No obstante, advierte que no es competencia del Ministerio de Información y Turismo dictar o hacer cumplir las normas “de comportamiento en lugares públicos o de vacaciones en sus múltiples aspectos, personales, del vestir, etc”… Para lo que les remite a la Autoridad Gubernativa competente, pero que pueden hacer una labor en “todo lo que sea imprimir en el turismo las exigencias particulares y generales de respeto y de espiritualidad” como hacer “publicidad de servicios religiosos de cara a los turistas” o atender la “progresiva espiritualización del turismo ofreciendo a nuestros visitantes muestras vivas de nuestra sólida herencia histórico-cultural”, y reitera la voluntad del Ministerio de fomentar el “turismo netamente religioso, del que pretendemos llegar a su vigoroso resurgimiento”.

Interesante es la frase que plantea a continuación: “El naturalismo, la despreocupación ético religiosa, la relajación de la vida familiar y el despilfarro económico, que frecuentemente se citan como atributos del turismo no le son achacables ni mucho menos, sino que responden a circunstancias que afectan a toda coyuntura actual de nuestra civilización”.

Para avalar sus argumentos contemporizadores con la actividad turística, remite a los firmantes del escrito a las conclusiones de la Asamblea Nacional de Turismo, en las que figura el enunciado ‘El Turismo, La Moral y Las Costumbres’, que recuerdan la doctrina del papa Juan XXIII los “efectos positivos y los riesgos del turismo, y que es deber de todos “la eliminación, o al menos, la reducción de los riesgos morales”, por lo que el papel del Estado sería el de defender “la moralidad pública, actualizando disposiciones que regulen la indumentaria y el comportamiento en zonas turísticas y actuando con sus agentes para su respeto, con cortesía pero con firmeza”, para volver a recordar que lo que tenga que ver con la conducta pública es competencia de la Dirección General de Seguridad y de cada Gobierno Civil.
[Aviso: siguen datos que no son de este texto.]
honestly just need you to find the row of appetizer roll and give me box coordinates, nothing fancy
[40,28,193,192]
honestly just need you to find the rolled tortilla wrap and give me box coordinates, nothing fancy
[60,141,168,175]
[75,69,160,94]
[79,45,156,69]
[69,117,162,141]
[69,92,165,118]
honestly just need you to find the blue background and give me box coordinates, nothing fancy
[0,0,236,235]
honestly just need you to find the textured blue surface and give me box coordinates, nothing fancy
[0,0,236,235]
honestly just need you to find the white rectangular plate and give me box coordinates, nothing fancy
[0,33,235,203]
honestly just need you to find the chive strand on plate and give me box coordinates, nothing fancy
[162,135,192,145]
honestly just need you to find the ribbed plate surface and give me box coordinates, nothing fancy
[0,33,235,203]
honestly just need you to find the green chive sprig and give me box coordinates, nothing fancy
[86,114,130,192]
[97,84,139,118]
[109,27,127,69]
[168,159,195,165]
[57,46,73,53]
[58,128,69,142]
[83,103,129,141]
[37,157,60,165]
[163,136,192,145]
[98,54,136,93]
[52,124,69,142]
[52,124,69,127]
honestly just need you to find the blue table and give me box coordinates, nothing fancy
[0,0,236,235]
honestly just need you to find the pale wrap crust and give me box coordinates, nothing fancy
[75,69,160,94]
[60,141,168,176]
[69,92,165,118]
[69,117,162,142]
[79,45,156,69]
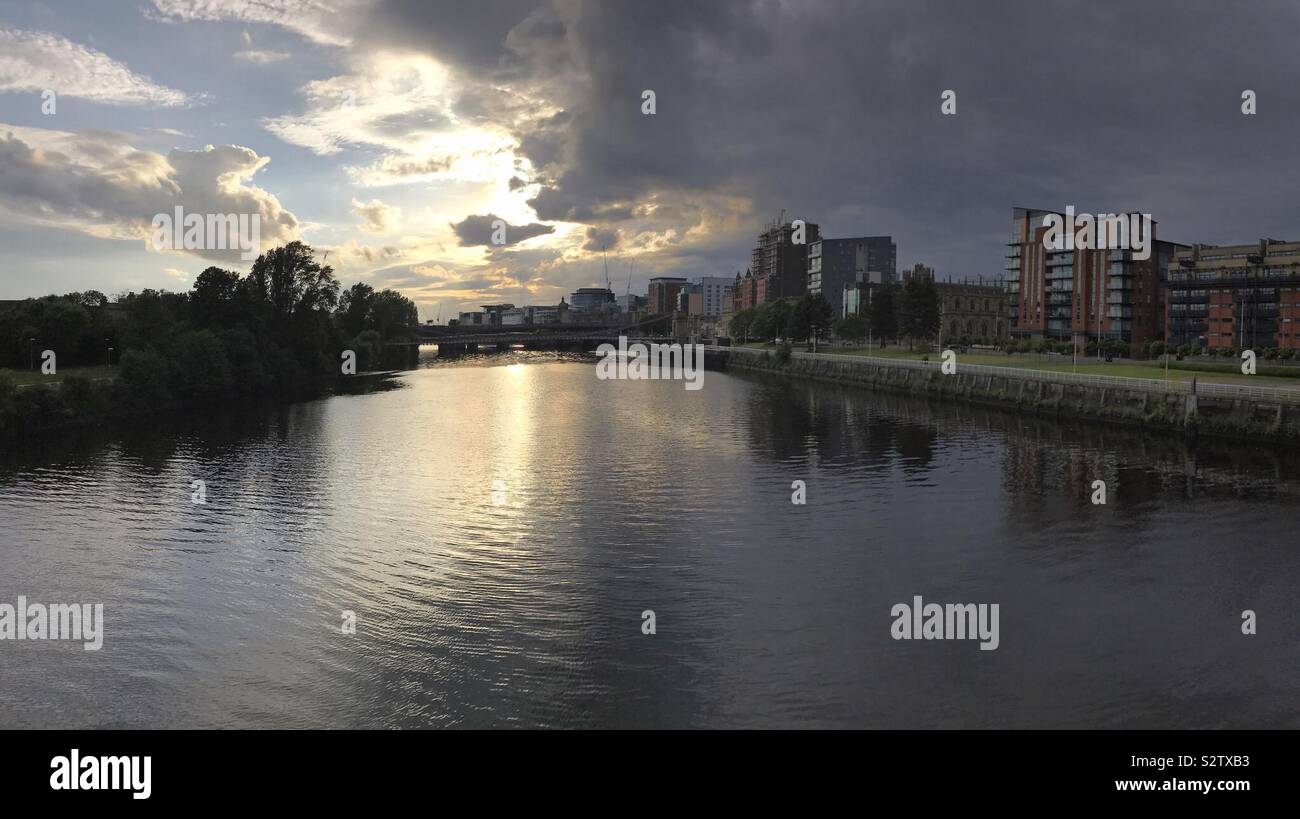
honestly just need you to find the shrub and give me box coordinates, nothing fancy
[774,340,793,365]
Muchos gobernadores civiles fueron responsables de muchos desaguisados, incluido también los comisarios de policía, los cuales actuaron contra aquello que consideraran una inmoralidad. Pero, hoy día, habría que ver cómo se compaginan esos argumentos con el auge del turismo LGTB, la presencia de centros de culto religioso de todo tipo, la conversión del país en un estado laico (por lo menos en teoría) y, sobre todo, con la evolución de una sociedad cada vez más alejada del Santo Oficio y de todo lo que tenga que ver con la frustración o represión de los sentimientos y de la felicidad más allá del confesionario.